In my experience, there is no shortage of drivers for the good jobs. There is a shortage of drivers for tramping work, which is for good reason. To give an example, on the day I interviewed for the shipping container job, I had another interview that afternoon for another tramping job, but the first company I went to were obviously so desperate to start me as soon as possible (no doubt because they had a truck sitting idle which they were paying a daily road user levy for, but was not earning them any money) that they just gave me the job even though they had other candidates to interview. The second company had been advertising for tramping drivers for months, and when I called them that week for the second time in about a month, the job was still available. Companies cannot give these jobs away and when they do, the drivers often do not last long.
I enjoy the actual driving bit. It gets me out across the country, seeing the countryside, allows me to listen to whatever I want to for hours at a time with nobody looking over my shoulder. However, the nights are another matter. Many companies refuse to reimburse drivers for parking in service stations because they cost £25 or more per night, even though, apart from truck stops which are less well-advertised, they are the only places about which have facilities such as toilets and showers. I drove around looking for places near my home where I could park the truck, but everywhere was too narrow or already taken, so I headed out to Cobham services. The truck park there is awfully noisy, with the M25 yards away with no trees or anything to screen you from the noise, and the surface is appalling, with blocks of concrete with thick joins so you can hear it every time a vehicle goes over it. Partly because of that and partly because of the heat, I was unable to get more than about an hour’s sleep that night. I gave my notice in before the night was out and refused to carry another container once I’d dropped that one off; I went home and slept both in the afternoon and, quite soundly, that night as well.
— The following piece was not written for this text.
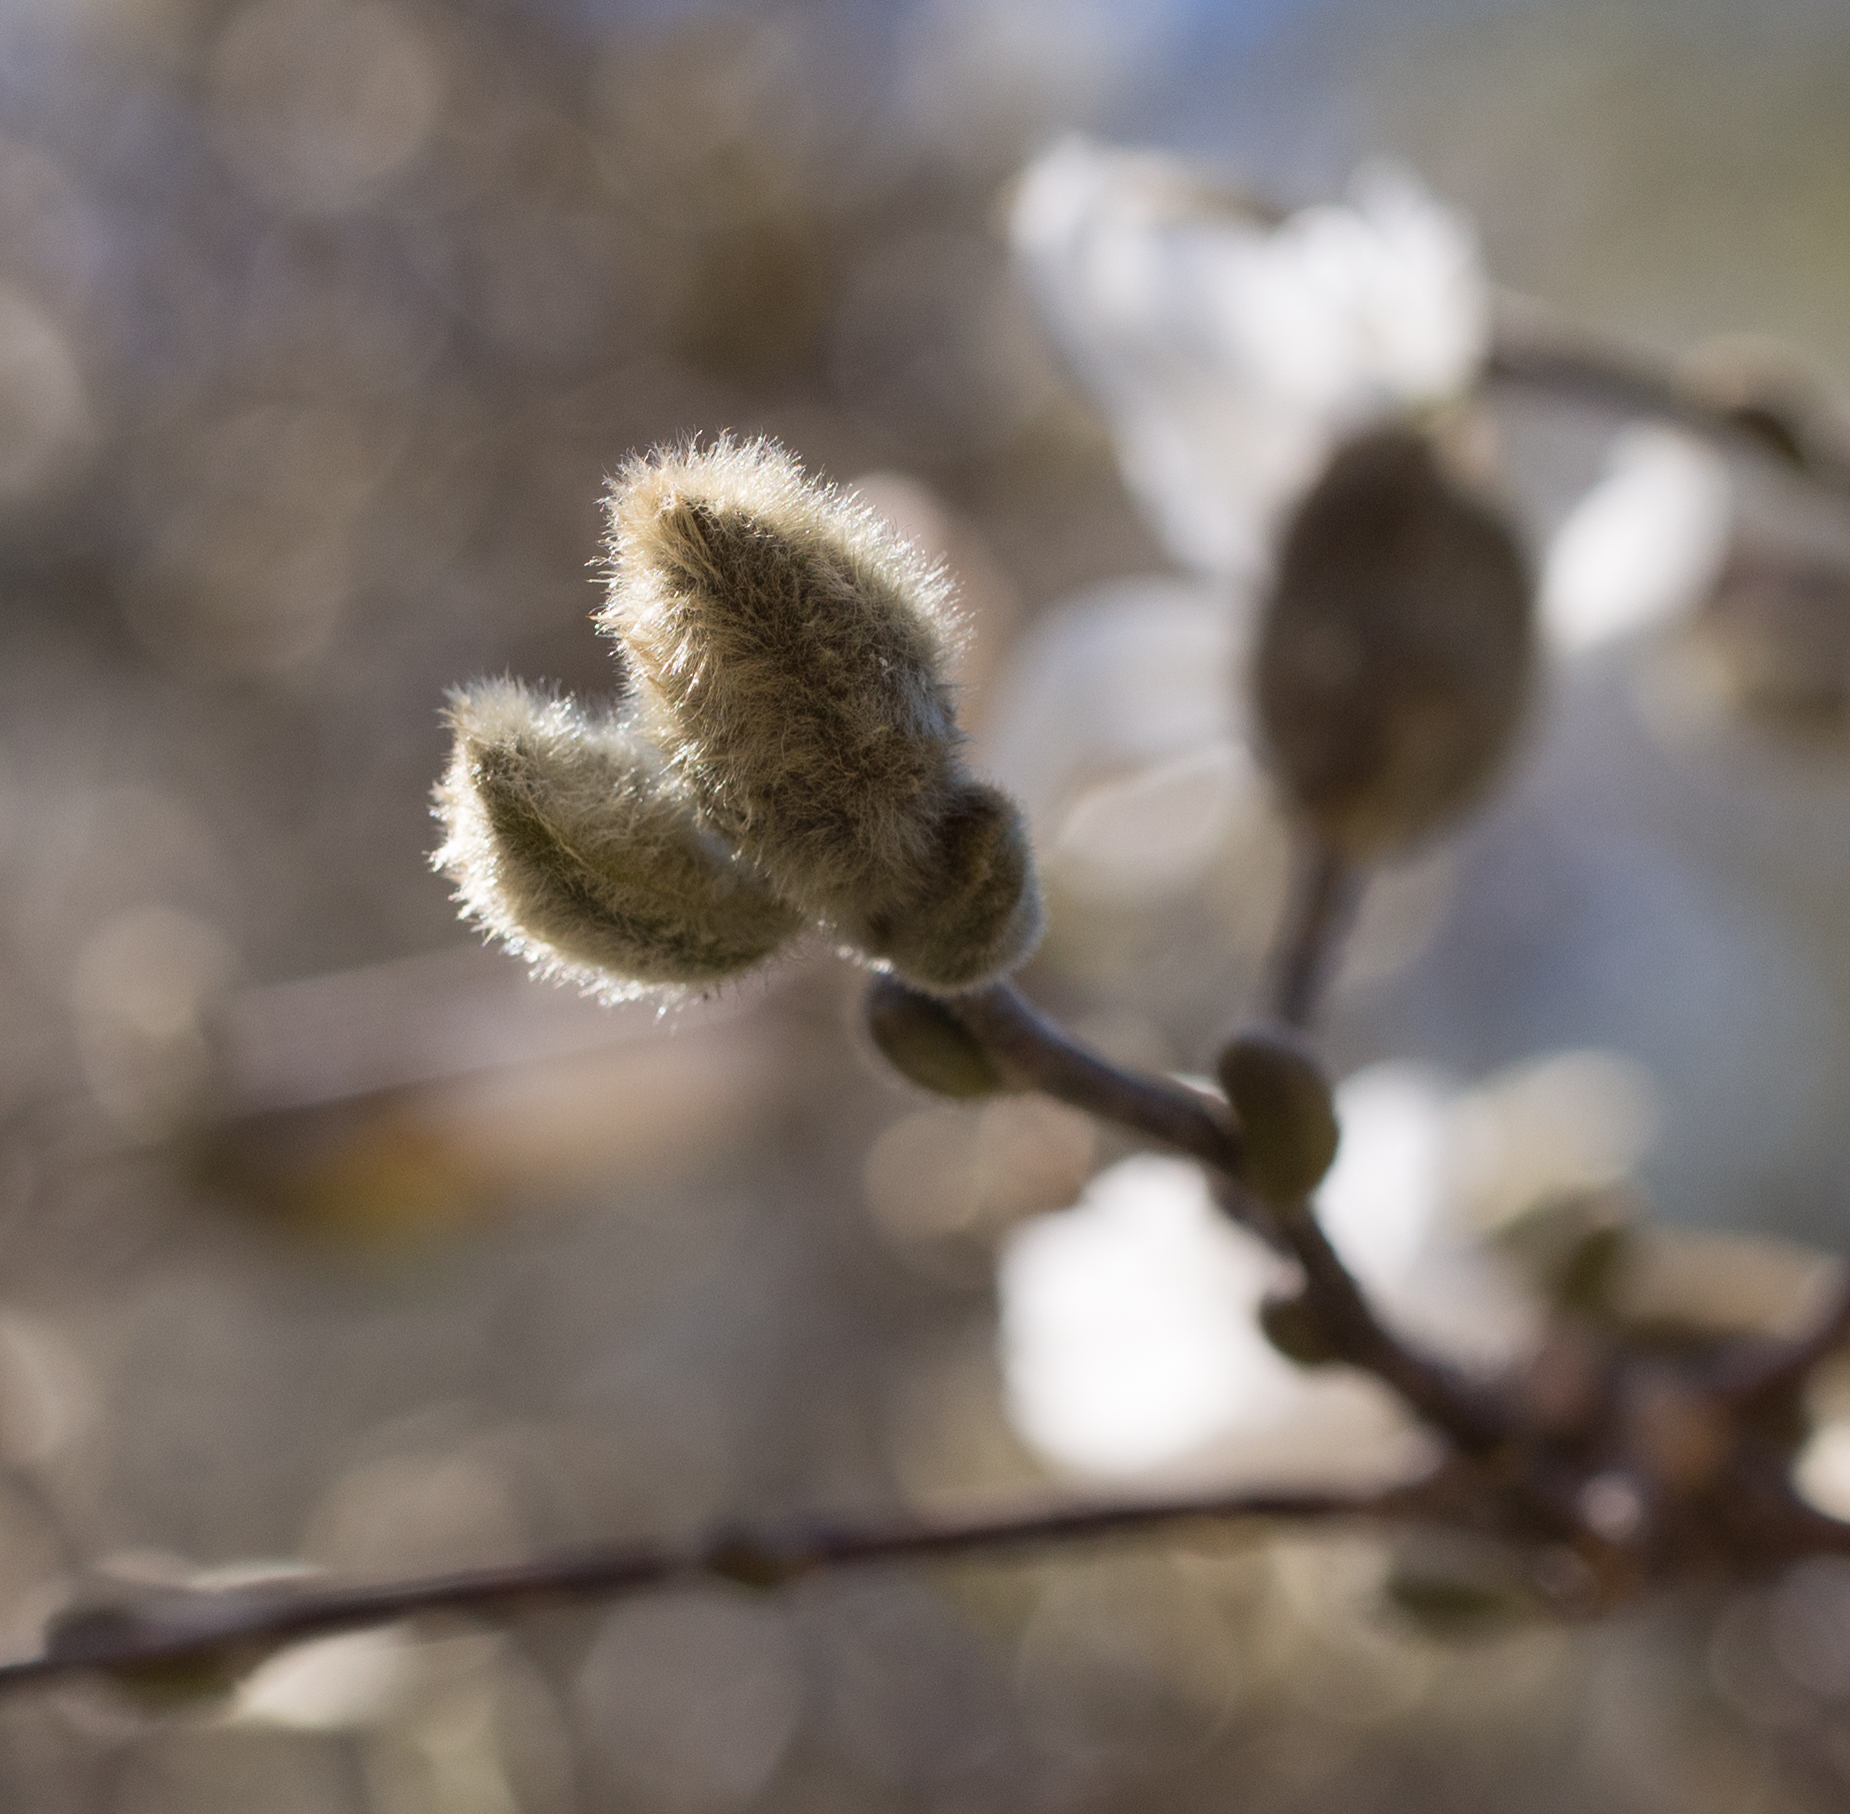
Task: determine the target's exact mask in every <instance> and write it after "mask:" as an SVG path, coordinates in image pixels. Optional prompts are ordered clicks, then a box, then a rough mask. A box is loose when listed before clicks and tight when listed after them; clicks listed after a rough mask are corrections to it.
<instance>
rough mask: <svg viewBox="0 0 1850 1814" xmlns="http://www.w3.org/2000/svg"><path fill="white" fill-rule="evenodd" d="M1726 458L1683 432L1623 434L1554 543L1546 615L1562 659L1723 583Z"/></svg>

I’ve never spent a night in a proper truck stop so perhaps the facilities there are a bit better, but at Cobham there are just four showers for all the (male) truck drivers who stop there overnight, and the ones I saw were not very clean and the handwash basins were clogged. I’ve stopped at Warwick in the past and they have a shower room in the filling station building which has a toilet and wash-basin inside; surely they should all at least have the washbasin, as it allows you to wash your hands before you put your clothes on, but most of them do not have this. They also only have overhead shower heads, never hoses, which means that if you need to wash part of yourself that doesn’t face upwards, you’ll need to bring a water bottle or watering can or stand on your head. Not very accessible. I know that standard bathroom hoses can be stolen easily, but surely someone should have developed a shower hose attachment that cannot be easily unscrewed and removed? Or at least, people should be able to plug in their own hoses. Oh, and the usual way of preparing food when tramping is to use a camping gas stove, but Cobham has a sign saying “no naked flames” even if this may be frequently ignored.
As for sleeping in lay-bys, it’s no surprise that someone who could barely stomach spending the night in a service station that at least has toilets, could not tolerate spending it in a lay-by which does not even have those (and where the truck shakes every time another vehicle passes by). And yet this is where many transport bosses insist that tramping drivers spend 11 hours on the average night, because they cannot spare £25 for a service station spot or an account to pay for truck stop parking. Is it any wonder nobody wants the jobs?
Perhaps I’m too picky; the job I really want is a day-time, longish distance driving job. But from having spent months trying to find one without much success, I can say that there is no shortage of drivers for this type of work, nor for daytime urban driving in the building materials or waste disposal industries that let you spend the night in your own bed, cook in your own kitchen (if you’ve nobody to cook for you!) and shower in your own bathroom. If roughing it for the whole week appeals, then there is no shortage of work and companies so desperate that they will let you walk off the street into a job.